Yes, someone else might come along and build a better factory, but nine times out of ten, the first man will buy it before it becomes a serious competitor. In the real world, Rand's vision would soon become a nightmare.
In the real world, the vicious competition for jobs at ever-decreasing wages would breed crime and despair, and the factory-owner would find himself paying ever-higher taxes to keep his economic slaves in line or in prison. In the real world, he would retreat from the decaying streets of the city first to "gated communities" and then into armed compounds, while the market for his products grew ever-smaller.
In the real world, it wouldn't be long at all before another holocaust was necessary, to cleanse the world yet again of the losers in her social-Darwinian Utopia.
In the real world, human beings are so much more complex than Rand's simplistic models (like so many other simplistic models of human nature) would have us believe. For a start, and whether you like it or not, human beings are not purely homo economicus, we are not (not only) rational actors in the tales of our lives.
In real world, most of us consider purely rational actors to be psychopaths, or robots at best.

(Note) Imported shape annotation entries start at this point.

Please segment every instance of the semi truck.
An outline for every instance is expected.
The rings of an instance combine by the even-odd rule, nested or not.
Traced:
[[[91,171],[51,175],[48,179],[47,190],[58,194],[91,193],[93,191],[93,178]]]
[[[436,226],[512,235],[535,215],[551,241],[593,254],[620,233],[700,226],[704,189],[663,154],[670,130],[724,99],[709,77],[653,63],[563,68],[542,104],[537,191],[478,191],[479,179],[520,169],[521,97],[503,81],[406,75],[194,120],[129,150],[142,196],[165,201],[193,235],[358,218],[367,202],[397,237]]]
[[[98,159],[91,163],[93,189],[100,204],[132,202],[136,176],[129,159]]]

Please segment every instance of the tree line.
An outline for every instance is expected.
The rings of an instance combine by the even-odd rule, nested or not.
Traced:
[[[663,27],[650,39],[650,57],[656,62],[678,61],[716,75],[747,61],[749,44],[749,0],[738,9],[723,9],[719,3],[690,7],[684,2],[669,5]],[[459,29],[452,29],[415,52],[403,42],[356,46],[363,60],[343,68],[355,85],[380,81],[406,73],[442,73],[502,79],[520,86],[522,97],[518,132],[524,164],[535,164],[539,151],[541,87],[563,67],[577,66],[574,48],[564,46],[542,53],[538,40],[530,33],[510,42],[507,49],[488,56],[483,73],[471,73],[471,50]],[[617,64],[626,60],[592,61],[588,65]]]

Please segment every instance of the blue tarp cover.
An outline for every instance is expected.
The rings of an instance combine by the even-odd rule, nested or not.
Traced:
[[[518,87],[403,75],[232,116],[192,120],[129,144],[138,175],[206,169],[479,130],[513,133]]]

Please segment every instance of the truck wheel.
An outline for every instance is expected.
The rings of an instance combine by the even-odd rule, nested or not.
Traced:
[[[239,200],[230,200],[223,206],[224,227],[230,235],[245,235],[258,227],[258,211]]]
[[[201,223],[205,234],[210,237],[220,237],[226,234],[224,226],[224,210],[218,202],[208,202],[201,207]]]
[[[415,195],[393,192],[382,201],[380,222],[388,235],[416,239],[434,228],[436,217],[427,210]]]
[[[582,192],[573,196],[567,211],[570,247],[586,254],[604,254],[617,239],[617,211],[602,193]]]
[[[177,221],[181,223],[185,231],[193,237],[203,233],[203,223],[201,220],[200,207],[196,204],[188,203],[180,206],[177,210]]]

In the real world we all do things that don't "make sense". We gamble when the odds are against, because it's fun; we fall in love and lust for all sorts of reasons, not jus because we admire our mate; we spend time on the internet typing two or three thousand words about Ayn Rand, though probably only a half-dozen people will read it; he take walks along the lakeshore when we could be making money — just because it feels good; we get that quivering, jelly feeling in our bellies at the sight of a small child because our genetic heritage as built caring for children into our nature; we spend idle hours at cafes, or arenas, because we just like being around other people — I could go on and on.
All philosophers build simplified models of reality in order to explain that which is. Good philosophers change their models over time, seeking to make the model come ever closer to matching reality.
Bad philosophers stick rigidly to the model and, in all seriousness, propose genocide when reality fails to have the good sense to match the model.
Ayn Rand was a very bad philosopher indeed and her "masterpiece" is an evil book, by any truly objective standard.
(Chicken-shit and slothful self-justification: This was first draft and I don't think I'll want to write a second. Please ignore any but the grossest typos. But feel free to correct me if I've mis-interpreted any of Rand's philosophic premises; I've been cribbing from Wiki and paraphrasing from Atlas Shrugged's climactic, 60-page speech.)
What follows are comments from the original article.
Well, considering the review,
Submitted by Noor (not verified) on Mon, 2014-03-03 07:46.Well, considering the review, that's waste of Dhs.50. For the copy of Atlas Shrugged currently sitting on my shelf at the moment, not the review (which was really great by the way and very informative).
Re: Well, considering the review
Submitted by Geoffrey Dow on Mon, 2014-03-03 14:57.Sorry to be the bearer of bad news, but thanks for the kind words. Hopefully, you consider your time more valuable than the money.
Comments
An interesting take I had not considered before.
I was surprised as I read this to find your portrayal of most of her work and philosophies to be pretty accurate. I too have had questions about her philosophy of objectivism. It does not seem to take everything into account as you said. This was a very well stated article in excellent food for thought. Thank you
Interesting article
Not a waste of time writing this at all. A very interesting article and one which saves me the bother of having to read what sounds like a turgid mess of a book!